En Provence occidentale, certains secteurs sont en déséquilibre quantitatif, ou risquent de le devenir sous l’impact des changements globaux. En anticipation des besoins futurs, l’Agence de l’Eau Rhône Méditerranée Corse a consulté le BRGM sur l’intérêt de plusieurs secteurs quant à l’existence d’une ressource en eau souterraine profonde déconnectée des eaux superficielles.
8 septembre 2022
Observation de la morphologie karstique dans la chaîne des Alpilles (Saint-Rémy-de-Provence, 2021). Observation de la morphologie karstique dans la chaîne des Alpilles (Saint-Rémy-de-Provence, 2021).

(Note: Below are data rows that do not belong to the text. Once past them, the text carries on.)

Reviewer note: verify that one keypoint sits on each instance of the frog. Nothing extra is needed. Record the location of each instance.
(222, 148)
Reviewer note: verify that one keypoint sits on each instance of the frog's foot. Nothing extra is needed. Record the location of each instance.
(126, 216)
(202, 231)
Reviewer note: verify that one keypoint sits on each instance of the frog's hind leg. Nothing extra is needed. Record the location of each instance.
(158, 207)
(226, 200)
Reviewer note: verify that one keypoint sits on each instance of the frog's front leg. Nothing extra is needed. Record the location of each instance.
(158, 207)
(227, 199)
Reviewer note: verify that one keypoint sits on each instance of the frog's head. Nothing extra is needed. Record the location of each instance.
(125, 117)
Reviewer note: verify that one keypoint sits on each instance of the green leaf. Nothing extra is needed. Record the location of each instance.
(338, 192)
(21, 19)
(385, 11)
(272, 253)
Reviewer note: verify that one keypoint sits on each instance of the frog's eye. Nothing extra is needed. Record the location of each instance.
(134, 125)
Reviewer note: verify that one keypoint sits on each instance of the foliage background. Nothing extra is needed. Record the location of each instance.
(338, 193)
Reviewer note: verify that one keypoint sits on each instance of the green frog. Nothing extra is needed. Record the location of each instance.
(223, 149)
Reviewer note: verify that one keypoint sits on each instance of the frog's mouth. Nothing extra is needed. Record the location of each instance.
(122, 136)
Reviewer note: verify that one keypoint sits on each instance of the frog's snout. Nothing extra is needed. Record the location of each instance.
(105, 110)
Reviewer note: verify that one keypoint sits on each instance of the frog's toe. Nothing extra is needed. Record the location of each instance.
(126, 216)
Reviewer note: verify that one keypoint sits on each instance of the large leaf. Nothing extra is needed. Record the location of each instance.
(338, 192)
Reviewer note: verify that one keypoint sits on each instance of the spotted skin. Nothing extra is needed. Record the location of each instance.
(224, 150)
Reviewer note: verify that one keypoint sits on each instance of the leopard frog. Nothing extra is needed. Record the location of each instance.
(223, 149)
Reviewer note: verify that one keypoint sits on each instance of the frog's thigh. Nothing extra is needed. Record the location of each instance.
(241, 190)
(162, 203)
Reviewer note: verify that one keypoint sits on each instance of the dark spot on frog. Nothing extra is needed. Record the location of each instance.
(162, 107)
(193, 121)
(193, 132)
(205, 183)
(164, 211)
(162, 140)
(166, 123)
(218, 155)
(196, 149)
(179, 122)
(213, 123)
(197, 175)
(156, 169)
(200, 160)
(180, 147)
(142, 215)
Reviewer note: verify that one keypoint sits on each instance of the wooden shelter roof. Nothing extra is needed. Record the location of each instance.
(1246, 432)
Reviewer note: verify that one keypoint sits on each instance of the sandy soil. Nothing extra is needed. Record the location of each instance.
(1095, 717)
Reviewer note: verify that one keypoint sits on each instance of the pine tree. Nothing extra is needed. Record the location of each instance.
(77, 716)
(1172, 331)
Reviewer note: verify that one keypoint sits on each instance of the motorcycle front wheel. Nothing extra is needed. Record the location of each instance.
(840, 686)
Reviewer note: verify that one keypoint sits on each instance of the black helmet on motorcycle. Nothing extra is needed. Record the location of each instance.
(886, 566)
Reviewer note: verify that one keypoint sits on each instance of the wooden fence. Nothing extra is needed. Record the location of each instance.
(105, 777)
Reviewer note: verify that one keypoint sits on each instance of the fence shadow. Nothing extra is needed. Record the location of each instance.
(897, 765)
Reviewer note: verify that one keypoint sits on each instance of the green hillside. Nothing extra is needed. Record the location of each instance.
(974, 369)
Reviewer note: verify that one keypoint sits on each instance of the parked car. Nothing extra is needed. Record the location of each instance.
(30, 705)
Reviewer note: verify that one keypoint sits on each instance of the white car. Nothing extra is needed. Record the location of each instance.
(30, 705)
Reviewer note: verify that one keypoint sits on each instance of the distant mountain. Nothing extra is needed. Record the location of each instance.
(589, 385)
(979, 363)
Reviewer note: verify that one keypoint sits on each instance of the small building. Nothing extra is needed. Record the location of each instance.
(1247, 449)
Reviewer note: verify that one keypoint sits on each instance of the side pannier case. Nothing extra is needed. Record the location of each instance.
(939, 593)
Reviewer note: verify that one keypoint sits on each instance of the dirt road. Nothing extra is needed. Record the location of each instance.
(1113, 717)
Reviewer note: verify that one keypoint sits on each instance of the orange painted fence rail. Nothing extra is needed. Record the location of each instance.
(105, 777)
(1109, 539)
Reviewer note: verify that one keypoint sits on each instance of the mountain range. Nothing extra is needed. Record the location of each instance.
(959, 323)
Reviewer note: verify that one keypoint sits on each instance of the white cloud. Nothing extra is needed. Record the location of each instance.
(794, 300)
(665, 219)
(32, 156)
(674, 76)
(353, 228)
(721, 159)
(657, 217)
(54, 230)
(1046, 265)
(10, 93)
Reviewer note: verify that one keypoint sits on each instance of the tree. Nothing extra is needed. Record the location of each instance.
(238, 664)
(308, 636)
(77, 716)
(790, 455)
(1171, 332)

Observation de la morphologie karstique dans la chaîne des Alpilles (Saint-Rémy-de-Provence, 2021).

© BRGM - E. Husson

Le besoin

Afin de définir l’existence potentielle d’une ressource en eau souterraine profonde, l’Agence de l’eau Rhône Méditerranée Corse a souhaité lancer une étude permettant de caractériser la nature et l’intensité de karstification dans les calcaires mésozoïques (crétacés et/ou jurassiques) en profondeur et sous couverture et de faire un état des connaissances de leur potentialité en termes de réservoir en eau souterraine. Ces réservoirs doivent en outre être suffisamment indépendants des circulations de surface pour constituer des alternatives et réduire l’impact des prélèvements sur certains cours d’eau sensibles à la sécheresse ou aquifères en connexion.

Les résultats

Un travail conséquent de synthèse de la biliographie disponible a été mené par le BRGM afin de retracer l’état actuel des connaissances sur l’histoire géologique de la Provence et sur les différents épisodes de karstification que la région a subi. L’impact de ces phases de karstification sur la création d’aquifères potentiels ou avérés a été analysé sur les treize secteurs étudiés. L’interprétation de plusieurs profils sismiques a permis d’apporter des éléments sur la géométrie des formations géologiques cibles. Le croisement de ces caractéristiques avec l’analyse des données hydrogéologiques disponibles et de l’état des connaissances du fonctionnement hydrogéologique de ces secteurs a enfin mené à la hiérarchisation des treize secteurs vis-à-vis de leur intérêt pour la recherche et la caractérisation d’une ressource en eau profonde. Ces résultats ont ensuite été confrontés aux connaissances des experts régionaux dans le cadre du projet.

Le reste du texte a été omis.